The Federal Communications Commission (“FCC”) is weighing the benefits of protecting SMS text messaging under Title II of the Communications Act of 1934, often referred to as the Open Internet rules, versus continuing to protect consumers from a potential bombardment of unwanted texts. If the FCC reclassifies SMS text messaging as a common carrier service under Title II, it will impose net neutrality rules, which would prevent Internet providers from blocking or throttling text message traffic. Twilio, a company that provides mass texting services to businesses, has been fighting for the FCC to clarify that texts should be regulated under the Open Internet rules. Wireless industry players have recently responded that the change would hurt consumers.
Twilio provides services that allow customers to text with businesses, but its messages have repeatedly been blocked by wireless carriers. According to Twilio, wireless carriers are simply leveraging their monopoly connections to increase the price of text messaging. Twilio has been able to point to a recent study indicating that users overwhelmingly prefer text messages when communicating with brands.
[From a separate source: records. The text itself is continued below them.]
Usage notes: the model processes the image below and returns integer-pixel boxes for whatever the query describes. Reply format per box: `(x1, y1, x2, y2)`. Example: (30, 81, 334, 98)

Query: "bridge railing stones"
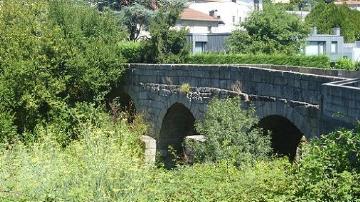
(127, 64, 344, 105)
(321, 78, 360, 133)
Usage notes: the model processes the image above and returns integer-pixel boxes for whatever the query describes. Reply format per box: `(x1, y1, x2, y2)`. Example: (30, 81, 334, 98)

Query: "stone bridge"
(109, 64, 360, 161)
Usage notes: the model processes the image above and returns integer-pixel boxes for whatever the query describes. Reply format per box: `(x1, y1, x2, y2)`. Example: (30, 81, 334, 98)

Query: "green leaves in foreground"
(0, 0, 127, 143)
(189, 98, 271, 166)
(294, 129, 360, 201)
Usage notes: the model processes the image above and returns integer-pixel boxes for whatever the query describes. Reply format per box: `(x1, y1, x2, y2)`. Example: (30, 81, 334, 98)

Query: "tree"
(0, 0, 127, 143)
(143, 0, 189, 63)
(188, 98, 271, 166)
(305, 3, 360, 42)
(227, 4, 309, 54)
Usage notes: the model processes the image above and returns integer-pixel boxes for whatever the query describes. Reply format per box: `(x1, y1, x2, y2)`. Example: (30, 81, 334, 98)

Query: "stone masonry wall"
(121, 64, 359, 139)
(321, 79, 360, 134)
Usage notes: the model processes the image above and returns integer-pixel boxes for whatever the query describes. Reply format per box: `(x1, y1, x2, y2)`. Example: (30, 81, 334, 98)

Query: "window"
(305, 41, 326, 56)
(331, 41, 338, 54)
(318, 41, 325, 55)
(239, 17, 242, 23)
(232, 0, 236, 2)
(194, 42, 206, 53)
(232, 16, 235, 25)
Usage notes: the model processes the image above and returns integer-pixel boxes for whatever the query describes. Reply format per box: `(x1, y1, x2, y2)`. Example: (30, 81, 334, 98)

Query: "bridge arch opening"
(258, 115, 304, 160)
(107, 91, 136, 123)
(159, 103, 196, 168)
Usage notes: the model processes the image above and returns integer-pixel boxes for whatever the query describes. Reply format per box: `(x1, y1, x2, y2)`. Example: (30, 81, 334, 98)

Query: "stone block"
(140, 135, 156, 165)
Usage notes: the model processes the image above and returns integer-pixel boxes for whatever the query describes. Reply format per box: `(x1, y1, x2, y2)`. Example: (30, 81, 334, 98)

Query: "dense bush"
(306, 3, 360, 42)
(118, 41, 145, 63)
(0, 0, 127, 143)
(142, 3, 190, 63)
(335, 58, 359, 71)
(186, 53, 331, 68)
(227, 3, 309, 54)
(293, 128, 360, 201)
(0, 106, 146, 201)
(188, 98, 271, 166)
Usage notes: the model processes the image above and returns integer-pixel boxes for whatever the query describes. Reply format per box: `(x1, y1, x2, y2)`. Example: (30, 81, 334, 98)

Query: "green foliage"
(227, 4, 309, 54)
(0, 115, 294, 201)
(0, 0, 127, 143)
(119, 1, 155, 41)
(306, 3, 360, 42)
(335, 57, 359, 71)
(143, 2, 189, 63)
(0, 104, 359, 201)
(0, 108, 146, 201)
(293, 128, 360, 201)
(118, 41, 145, 63)
(179, 83, 191, 94)
(186, 53, 331, 68)
(191, 98, 271, 166)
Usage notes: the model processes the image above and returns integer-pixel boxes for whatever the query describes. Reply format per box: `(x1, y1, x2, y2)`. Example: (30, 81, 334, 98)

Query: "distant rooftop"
(180, 8, 223, 22)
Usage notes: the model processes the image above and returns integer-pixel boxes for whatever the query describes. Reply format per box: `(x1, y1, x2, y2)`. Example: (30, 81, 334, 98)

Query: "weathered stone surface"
(120, 64, 360, 147)
(140, 135, 156, 165)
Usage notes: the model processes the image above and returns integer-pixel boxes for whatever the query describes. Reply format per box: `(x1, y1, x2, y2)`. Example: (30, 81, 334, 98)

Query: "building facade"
(304, 27, 360, 62)
(186, 0, 263, 33)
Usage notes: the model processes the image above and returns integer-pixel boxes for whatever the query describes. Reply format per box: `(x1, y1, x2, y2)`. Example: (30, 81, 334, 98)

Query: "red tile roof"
(180, 8, 222, 22)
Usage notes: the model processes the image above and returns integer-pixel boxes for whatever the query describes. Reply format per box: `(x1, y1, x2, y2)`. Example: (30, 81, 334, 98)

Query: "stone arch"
(106, 89, 137, 123)
(253, 100, 318, 139)
(158, 102, 197, 168)
(258, 115, 304, 160)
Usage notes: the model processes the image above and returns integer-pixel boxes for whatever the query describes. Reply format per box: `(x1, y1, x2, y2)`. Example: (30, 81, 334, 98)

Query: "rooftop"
(180, 8, 223, 22)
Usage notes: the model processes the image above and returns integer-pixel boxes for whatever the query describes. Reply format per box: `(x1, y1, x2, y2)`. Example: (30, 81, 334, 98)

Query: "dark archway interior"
(259, 115, 303, 160)
(159, 103, 196, 168)
(107, 92, 136, 123)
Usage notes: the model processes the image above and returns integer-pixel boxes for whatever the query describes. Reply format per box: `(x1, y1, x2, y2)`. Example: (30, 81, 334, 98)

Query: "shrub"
(0, 0, 127, 143)
(118, 41, 144, 63)
(227, 3, 309, 54)
(189, 98, 271, 166)
(143, 5, 190, 63)
(186, 53, 331, 68)
(0, 110, 146, 201)
(335, 58, 358, 71)
(293, 128, 360, 201)
(179, 83, 191, 94)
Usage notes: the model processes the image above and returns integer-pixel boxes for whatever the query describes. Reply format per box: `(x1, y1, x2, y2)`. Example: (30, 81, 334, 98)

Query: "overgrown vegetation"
(0, 1, 359, 201)
(306, 2, 360, 42)
(227, 3, 309, 54)
(1, 98, 359, 201)
(188, 98, 271, 166)
(142, 2, 189, 63)
(179, 83, 191, 94)
(0, 0, 129, 144)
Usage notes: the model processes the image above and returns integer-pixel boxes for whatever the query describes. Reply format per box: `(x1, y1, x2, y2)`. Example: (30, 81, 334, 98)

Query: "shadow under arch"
(106, 90, 136, 123)
(258, 115, 304, 160)
(158, 103, 196, 168)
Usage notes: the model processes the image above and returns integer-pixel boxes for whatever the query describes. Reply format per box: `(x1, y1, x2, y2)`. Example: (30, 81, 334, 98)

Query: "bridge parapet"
(127, 64, 343, 105)
(321, 78, 360, 133)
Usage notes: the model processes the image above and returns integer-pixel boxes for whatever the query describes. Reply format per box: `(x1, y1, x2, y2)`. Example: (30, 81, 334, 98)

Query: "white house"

Since Twilio first asked the FCC to unambiguously declare text messaging services as Title II services in August 2015, wireless carriers have opposed the change on the grounds of consumer protection. Wireless carriers point out that they have reduced SMS spam significantly from its peak levels in 2012, and block hundreds of millions of spam text messages daily. The CTIA, an association of wireless carriers, has accused Twilio of “serving as the conduit for spam” and warned of subjecting Americans' smartphones “to the same degree of frivolous and exploitive content that many Americans’ email inboxes are subject to today.”
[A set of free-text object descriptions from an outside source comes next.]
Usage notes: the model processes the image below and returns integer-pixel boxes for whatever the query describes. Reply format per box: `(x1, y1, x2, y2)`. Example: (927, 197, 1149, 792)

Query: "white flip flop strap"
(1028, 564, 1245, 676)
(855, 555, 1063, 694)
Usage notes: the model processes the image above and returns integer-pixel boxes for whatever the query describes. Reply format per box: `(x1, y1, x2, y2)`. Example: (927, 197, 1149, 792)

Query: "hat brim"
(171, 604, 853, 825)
Companies like Remind, an automated text messaging service used by schools to communicate with students and parents, and Nomorobo, a service that blocks unwanted texts, have joined Twilio’s push to put text messaging under net neutrality rules. If they are successful, wireless carriers will no longer be able to block text messages as spam. The companies argue that wireless carriers are illegally blocking messages that users have solicited. The companies also argue that customers can implement and customize their own spam blocking measures. By contrast, last month, the CTIA noted that text messaging remains a trusted communications medium precisely because wireless service providers “have actively managed their platforms to protect consumers from spam or nuisance messages.” The new Chairman of the FCC under President Trump, Ajit Pai, has indicated that he is generally opposed to net neutrality rules.